Der komplette Name der Ausstellung lautet: „Wandlungen – Mutations, deutsch-französische Erkundungen auf dem Hartmannsweilerkopf“. Fotografiert haben Tobias Kern und Nathalie Savey. Beide sind höchst renommiert. Kern wurde in Meßkirch geboren, lebt jedoch in Köln. Savey ist Straßburgerin. Verbindliche Vorgaben bekamen die Künstler nicht. Die Auftraggeber, der Landkreis Sigmaringen und der beim Hartmannsweilerkopf gelegene elsässische Gemeindeverband ThannSennheim (Cernay), wollten nur in irgendeiner Form die Kriegsnarben des Hartmannsweilerkopfes für eine Fotoserie festgehalten wissen.
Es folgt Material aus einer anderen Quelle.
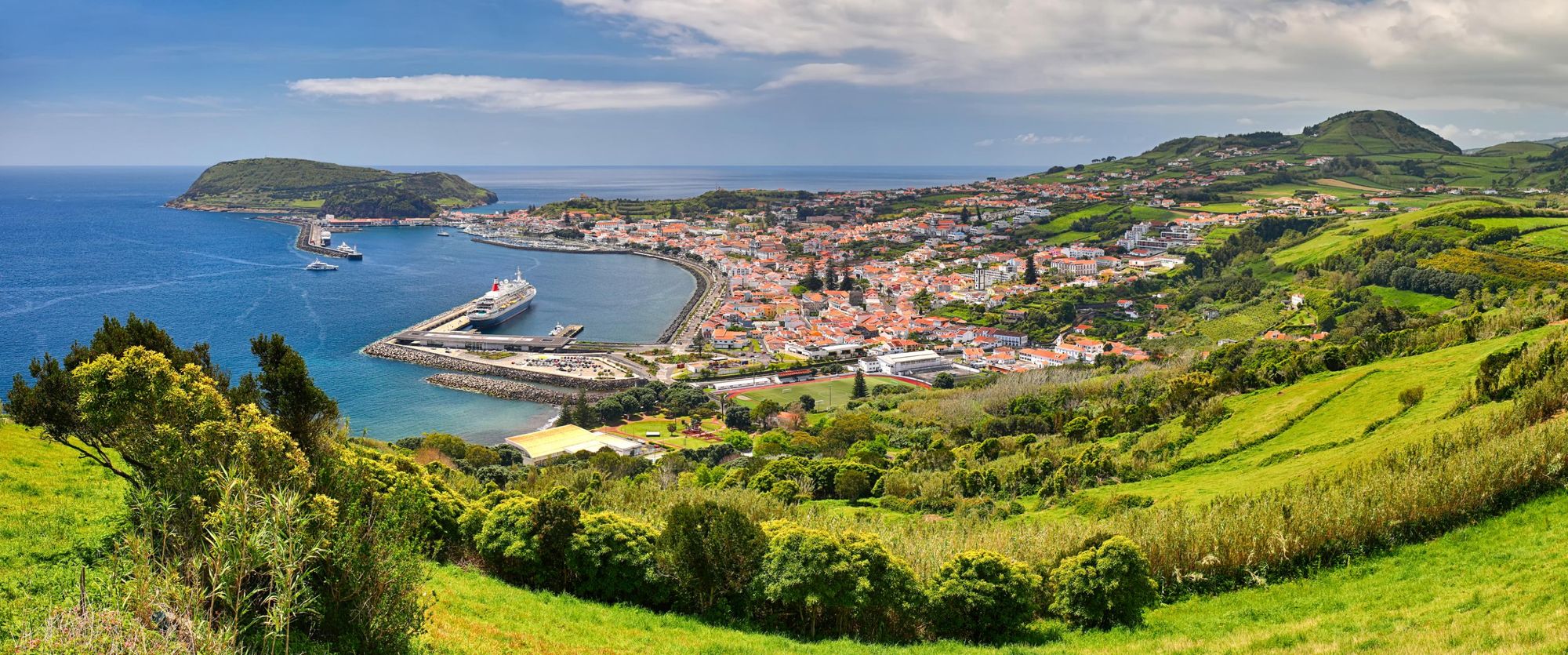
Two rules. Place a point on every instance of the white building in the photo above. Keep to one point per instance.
(912, 362)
Zwei unterschiedliche Ansätze
Im Meßkircher Schloss lässt sich besichtigen, wie jeder auf seine Art dem sehr freien Auftrag gerecht wurde. Beide nutzten Schwarz-WeißAufnahmen. Alle Bilder sind Handabzüge. „Es sind aber verschiedene Perspektiven, die sich die Fotokünstler zu eigen machten“, sagt Edwin Ernst Weber. Der Kreisarchivdirektor sowie Leiter des Stabsbereiches Kultur und Archiv beim Landratsamt Sigmaringen ist auch Leiter der Kreisgalerie Schloss Meßkirch. Er hat die Ausstellung kuratiert.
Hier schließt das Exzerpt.